Here are two of the conclusions we published in the Journal of Animal Ecology

(5) When an experimental exclosure was erected which prevented rabbit grazing, the availability of high-quality foods increased. Isopods within the exclosure grew larger, became more fecund, and consequently increased in density.

(6) In isopod enclosures to which high-quality food was added, growth rates of isopods also increased. In other enclosures to which sub-adult A. vulgare were experimentally added,  growth rates of  new recruits decreased. 

Hassall, M., & Dangerfield, J. M. (1990). Density-dependent processes in the population dynamics of Armadillidium vulgare (Isopoda: Oniscidae). The Journal of Animal Ecology, 941-958.

In less jargonese, the woodlice were bigger, reproduced more and their numbers increased in the exclosure without rabbits. 

Adding food in the enclosure also got the woodlice to grow faster but they grew more slowly when they were crowded.

Amazing, just the confirmation bias we were looking for and here is how we summed it up in the journal article

We conclude that intra-specific competition is important in regulating the density of this population and that populations of this macro-decomposer are more likely to be regulated from ‘below’ by competing for limited food than from ‘above’ by natural enemies. The relaxation of competition at low densities with the consequent positive effects on natality rates provides an effective ‘floor’ which-reduces the probability of population extinctions.

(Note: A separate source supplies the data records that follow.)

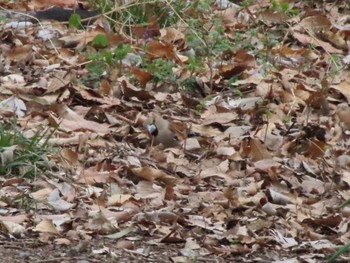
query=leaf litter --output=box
[0,1,350,262]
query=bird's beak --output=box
[146,123,158,136]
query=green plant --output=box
[81,42,132,88]
[270,0,301,16]
[0,122,54,178]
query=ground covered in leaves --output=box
[0,0,350,262]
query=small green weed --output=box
[81,44,132,88]
[0,122,53,178]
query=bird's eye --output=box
[146,123,158,136]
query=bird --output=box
[144,113,187,148]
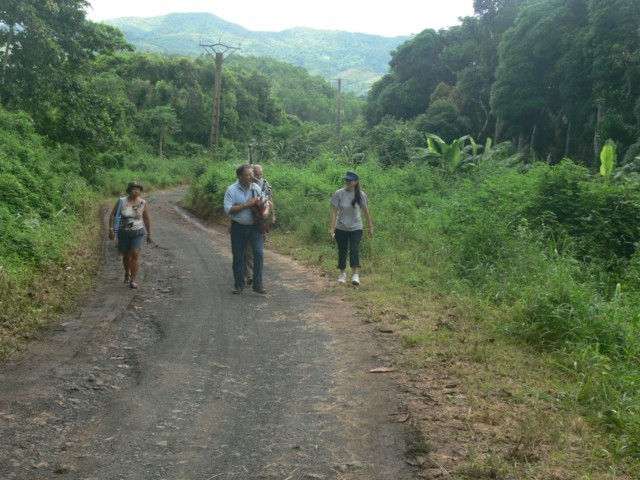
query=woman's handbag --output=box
[251,188,269,235]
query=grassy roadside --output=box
[186,158,639,479]
[269,231,640,480]
[0,155,201,362]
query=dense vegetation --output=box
[367,0,640,166]
[106,13,407,95]
[0,0,640,472]
[0,0,362,355]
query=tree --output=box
[144,105,180,158]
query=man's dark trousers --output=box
[231,221,264,288]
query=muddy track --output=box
[0,194,417,480]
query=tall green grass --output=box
[187,156,640,457]
[0,108,202,359]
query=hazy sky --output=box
[87,0,473,36]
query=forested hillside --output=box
[367,0,640,168]
[105,13,408,95]
[0,0,640,479]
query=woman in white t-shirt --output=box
[109,181,151,288]
[329,172,373,285]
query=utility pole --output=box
[336,78,342,136]
[200,43,238,160]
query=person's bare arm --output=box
[362,208,373,237]
[329,205,338,237]
[229,197,258,213]
[109,199,120,240]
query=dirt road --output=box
[0,194,416,480]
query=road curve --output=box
[0,193,417,480]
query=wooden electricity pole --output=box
[200,43,238,160]
[336,78,342,135]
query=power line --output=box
[200,43,239,160]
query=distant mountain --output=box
[104,13,409,94]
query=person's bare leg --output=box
[129,248,140,288]
[122,252,131,282]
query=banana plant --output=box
[414,133,478,173]
[600,139,616,180]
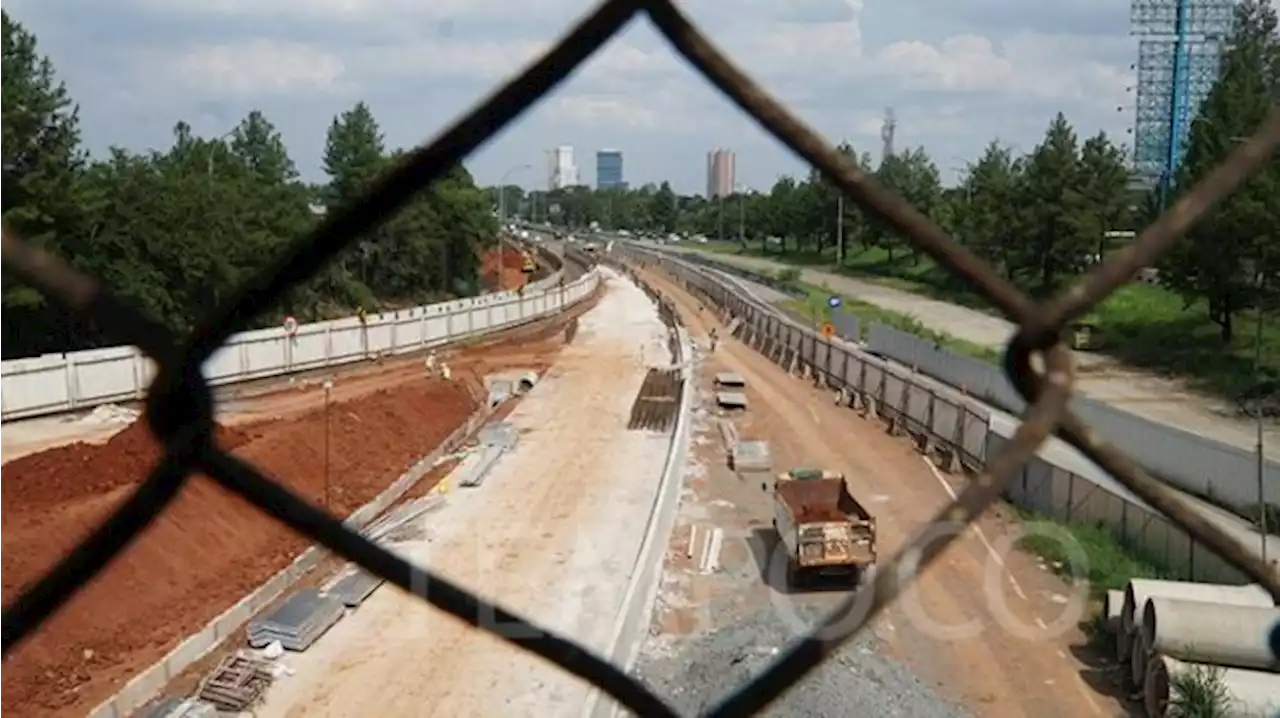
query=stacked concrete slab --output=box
[146,698,219,718]
[453,421,520,488]
[248,589,346,651]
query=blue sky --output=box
[5,0,1137,192]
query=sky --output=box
[5,0,1137,193]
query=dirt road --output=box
[0,299,588,715]
[675,249,1280,458]
[634,266,1117,718]
[255,270,686,718]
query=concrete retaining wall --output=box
[88,267,599,718]
[581,329,695,718]
[622,244,1275,584]
[0,262,588,421]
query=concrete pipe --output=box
[1120,578,1275,634]
[1139,596,1280,672]
[1125,632,1155,689]
[1142,654,1280,718]
[1116,628,1133,666]
[1102,590,1129,663]
[516,371,538,394]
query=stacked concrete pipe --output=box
[1116,578,1275,664]
[1142,655,1280,718]
[1105,578,1280,718]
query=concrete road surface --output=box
[255,270,686,718]
[672,247,1280,458]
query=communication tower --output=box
[881,108,897,161]
[1129,0,1235,202]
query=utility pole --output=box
[836,189,845,267]
[1253,261,1270,563]
[324,379,333,511]
[737,187,746,247]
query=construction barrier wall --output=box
[0,263,599,421]
[681,245,1280,517]
[616,244,1245,584]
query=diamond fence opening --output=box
[0,0,1280,717]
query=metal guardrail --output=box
[0,0,1280,718]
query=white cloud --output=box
[10,0,1135,191]
[166,40,346,96]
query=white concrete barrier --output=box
[86,266,599,718]
[581,329,695,718]
[0,273,588,421]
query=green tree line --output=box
[0,10,497,358]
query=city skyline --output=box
[5,0,1138,195]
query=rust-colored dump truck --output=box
[773,468,876,587]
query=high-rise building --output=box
[595,150,627,189]
[547,146,577,189]
[707,147,733,200]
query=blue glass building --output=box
[595,150,627,189]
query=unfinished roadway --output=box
[255,270,686,718]
[637,263,1121,718]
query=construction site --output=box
[0,243,595,715]
[0,240,1280,718]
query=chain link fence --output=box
[0,0,1280,717]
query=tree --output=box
[1161,0,1280,342]
[0,9,86,344]
[0,12,497,358]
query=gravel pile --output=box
[637,607,968,718]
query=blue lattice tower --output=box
[1129,0,1235,203]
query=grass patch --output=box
[1169,664,1231,718]
[1018,516,1167,596]
[1015,508,1171,655]
[698,242,1280,399]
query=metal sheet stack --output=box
[248,589,346,651]
[324,568,383,608]
[732,442,773,472]
[1106,578,1280,718]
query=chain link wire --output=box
[0,0,1280,717]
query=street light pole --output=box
[1253,262,1270,563]
[737,187,746,247]
[498,165,534,292]
[836,191,845,269]
[324,379,333,511]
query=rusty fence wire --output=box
[0,0,1280,717]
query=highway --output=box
[627,263,1100,718]
[667,244,1280,458]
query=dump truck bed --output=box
[773,475,876,585]
[773,479,872,523]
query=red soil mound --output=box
[0,379,474,715]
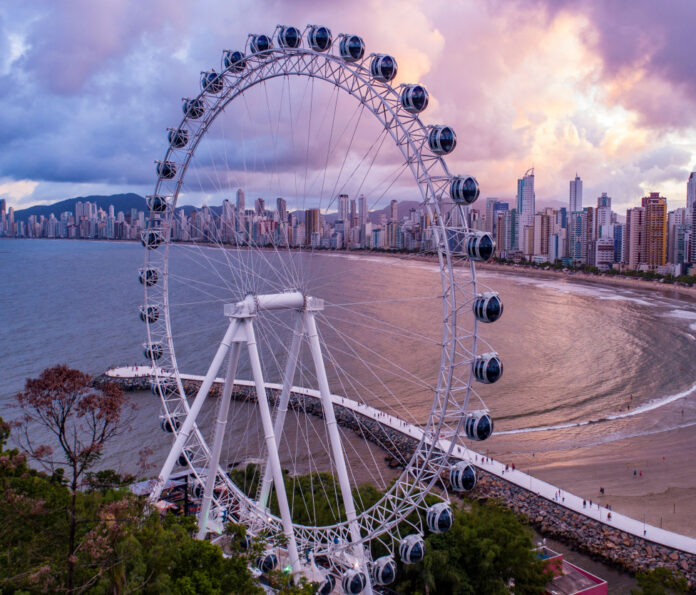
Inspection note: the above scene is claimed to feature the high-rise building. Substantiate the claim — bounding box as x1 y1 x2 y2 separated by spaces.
350 198 358 227
568 174 580 213
624 207 647 269
358 194 369 225
593 192 613 239
517 167 536 238
534 213 551 259
614 224 626 262
686 171 696 214
276 196 288 224
593 237 614 271
484 198 510 235
305 209 321 246
689 201 696 263
642 192 667 268
568 210 587 264
389 200 399 221
338 194 350 222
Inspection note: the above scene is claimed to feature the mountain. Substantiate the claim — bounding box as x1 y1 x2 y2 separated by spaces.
14 192 420 223
15 192 147 221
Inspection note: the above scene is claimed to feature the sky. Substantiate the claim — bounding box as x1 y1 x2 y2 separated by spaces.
0 0 696 214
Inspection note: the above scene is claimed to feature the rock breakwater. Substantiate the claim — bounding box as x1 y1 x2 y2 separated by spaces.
103 375 696 589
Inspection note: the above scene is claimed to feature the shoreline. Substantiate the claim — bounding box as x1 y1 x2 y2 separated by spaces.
6 236 696 298
97 374 696 587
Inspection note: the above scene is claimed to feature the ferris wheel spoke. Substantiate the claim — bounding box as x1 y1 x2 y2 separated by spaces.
141 26 502 589
330 298 442 346
312 319 432 424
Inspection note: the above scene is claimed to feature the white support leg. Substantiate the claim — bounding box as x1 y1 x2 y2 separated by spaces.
304 310 372 593
244 318 302 580
258 314 302 510
198 343 242 539
150 320 239 503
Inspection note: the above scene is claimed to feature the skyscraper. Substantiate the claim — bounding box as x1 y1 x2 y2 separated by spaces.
686 171 696 213
338 194 350 225
569 174 580 213
305 209 321 246
237 188 245 217
358 194 368 225
485 198 510 234
568 211 587 264
642 192 667 268
276 196 288 224
596 192 613 238
624 207 646 269
517 167 536 235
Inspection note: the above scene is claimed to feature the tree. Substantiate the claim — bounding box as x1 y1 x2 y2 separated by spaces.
17 365 133 592
395 502 551 595
631 566 689 595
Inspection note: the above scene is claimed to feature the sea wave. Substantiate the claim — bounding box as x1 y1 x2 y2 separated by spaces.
496 383 696 434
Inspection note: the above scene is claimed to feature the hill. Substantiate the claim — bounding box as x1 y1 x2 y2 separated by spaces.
15 192 420 223
15 192 147 221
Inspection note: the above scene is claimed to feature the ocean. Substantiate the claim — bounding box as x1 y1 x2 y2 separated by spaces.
0 239 696 544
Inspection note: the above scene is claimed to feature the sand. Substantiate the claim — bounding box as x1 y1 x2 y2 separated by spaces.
486 414 696 537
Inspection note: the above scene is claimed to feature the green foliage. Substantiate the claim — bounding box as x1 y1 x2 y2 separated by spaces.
395 503 550 595
0 419 263 595
85 469 135 493
631 567 689 595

This is all a little grandiose. It initially seemed remarkably that these animals are sensitive to food supply but as every organism is the idea seems trite. Proof of sorts was worthy of a formal statement.

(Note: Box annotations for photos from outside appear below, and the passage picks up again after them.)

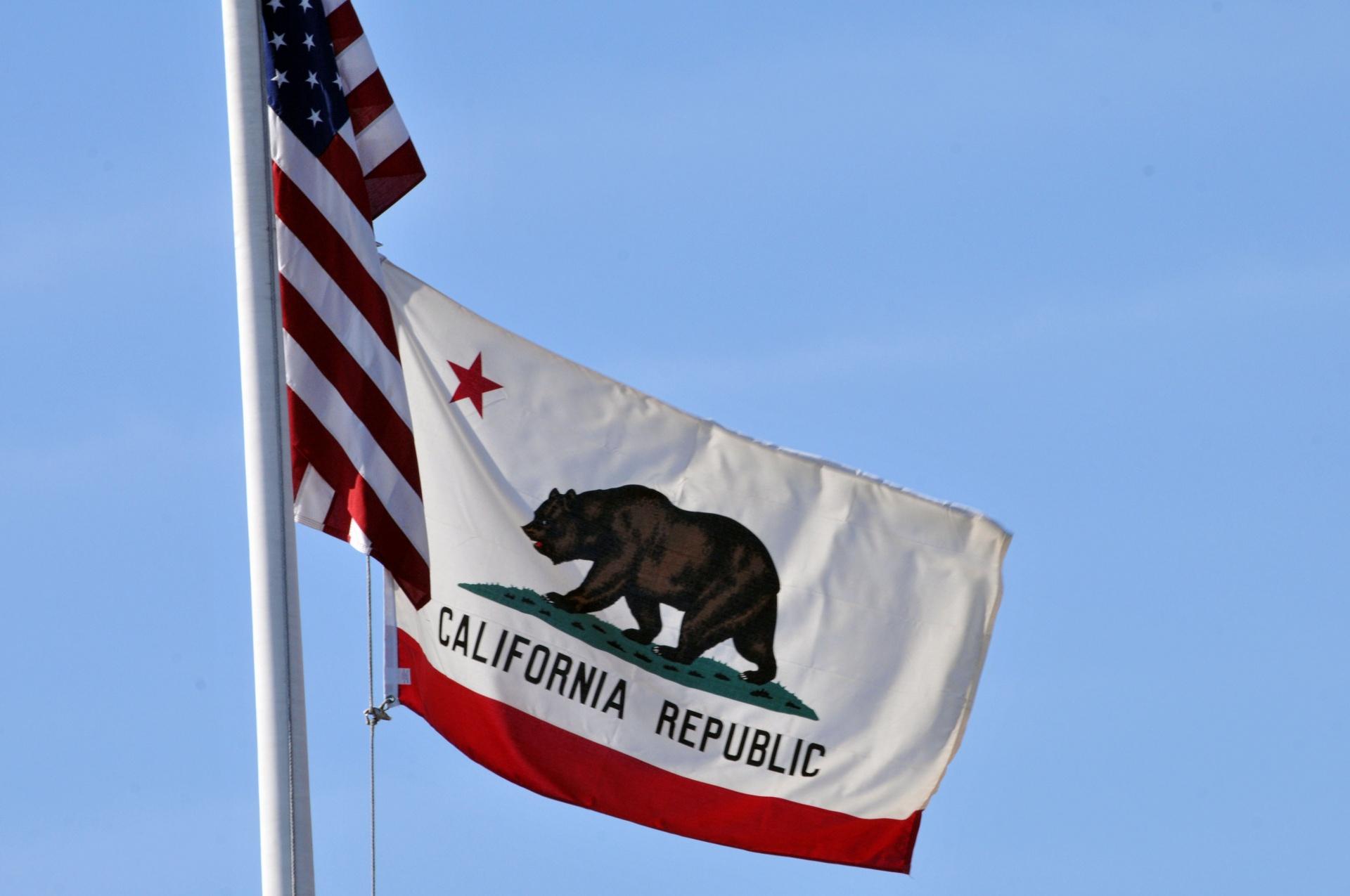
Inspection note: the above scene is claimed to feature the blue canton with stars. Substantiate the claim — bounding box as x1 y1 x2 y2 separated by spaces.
262 0 347 155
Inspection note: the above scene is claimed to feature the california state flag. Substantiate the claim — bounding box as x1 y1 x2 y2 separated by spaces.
385 263 1008 871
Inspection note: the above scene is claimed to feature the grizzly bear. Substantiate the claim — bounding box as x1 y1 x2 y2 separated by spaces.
521 486 779 684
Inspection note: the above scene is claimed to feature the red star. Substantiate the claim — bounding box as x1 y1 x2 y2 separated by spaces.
446 352 501 417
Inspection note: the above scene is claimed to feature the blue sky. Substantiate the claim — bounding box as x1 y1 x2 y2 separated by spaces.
0 0 1350 896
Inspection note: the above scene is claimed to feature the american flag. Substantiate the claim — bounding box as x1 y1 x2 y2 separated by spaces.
262 0 430 606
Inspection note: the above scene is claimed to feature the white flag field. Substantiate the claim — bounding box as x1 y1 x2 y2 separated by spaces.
367 262 1010 871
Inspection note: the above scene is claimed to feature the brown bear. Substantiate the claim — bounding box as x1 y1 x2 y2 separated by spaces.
521 486 779 684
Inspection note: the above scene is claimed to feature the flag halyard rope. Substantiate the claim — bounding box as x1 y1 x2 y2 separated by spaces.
364 554 394 896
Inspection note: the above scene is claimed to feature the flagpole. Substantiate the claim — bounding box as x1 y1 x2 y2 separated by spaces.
221 0 314 896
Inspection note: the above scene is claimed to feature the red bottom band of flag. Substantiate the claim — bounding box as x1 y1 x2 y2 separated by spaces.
398 630 922 873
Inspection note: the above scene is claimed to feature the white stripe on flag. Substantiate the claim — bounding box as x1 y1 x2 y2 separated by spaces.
356 105 408 174
338 34 380 93
295 465 336 529
286 333 428 560
269 221 412 427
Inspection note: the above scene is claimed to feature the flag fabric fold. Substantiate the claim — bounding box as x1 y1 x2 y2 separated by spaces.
262 0 430 600
383 262 1008 871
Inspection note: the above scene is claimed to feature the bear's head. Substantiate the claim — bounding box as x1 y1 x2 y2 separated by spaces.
521 488 586 564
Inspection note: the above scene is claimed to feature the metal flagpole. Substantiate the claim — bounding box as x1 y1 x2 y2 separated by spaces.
221 0 314 896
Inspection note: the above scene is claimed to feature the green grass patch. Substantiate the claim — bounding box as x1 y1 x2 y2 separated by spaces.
459 582 819 720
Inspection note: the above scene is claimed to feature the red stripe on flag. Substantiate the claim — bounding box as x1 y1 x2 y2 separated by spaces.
271 163 398 358
347 69 394 134
366 141 427 217
286 389 430 609
328 3 363 53
278 275 421 498
398 629 922 873
319 136 374 224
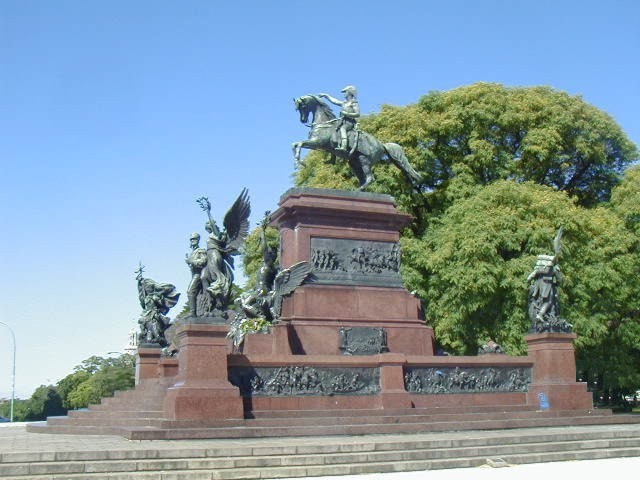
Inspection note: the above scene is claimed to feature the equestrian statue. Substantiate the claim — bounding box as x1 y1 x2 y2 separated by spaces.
292 85 421 190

What I learned from exclosures and enclosures

Ecology is a messy subject with many challenges to the principles behind the scientific method. Experiments are never easy and here will always be criticism of most attempts.

My woodlouse attempts at experimentation were pseudo replicated, failed to measure controlling variables (food availability in the exclosure) and needed a much long run of observations. Just three obvious criticisms.

But I learned a great deal about these innate complexities and the difficulties of real world experiments. That was, after all, one of the reasons to take on a research degree.

I also learned that the theory holds. Organisms can be food limited with consequences for their survival, growth, and reproduction. Homo sapiens take note.  

Mostly though I found that scratching intellectual itches is great fun and immensely satisfying, so much so that I have kept doing it to this day and am unlikely to stop until my faculties do.

What a blessing it is to have an enquiring mind.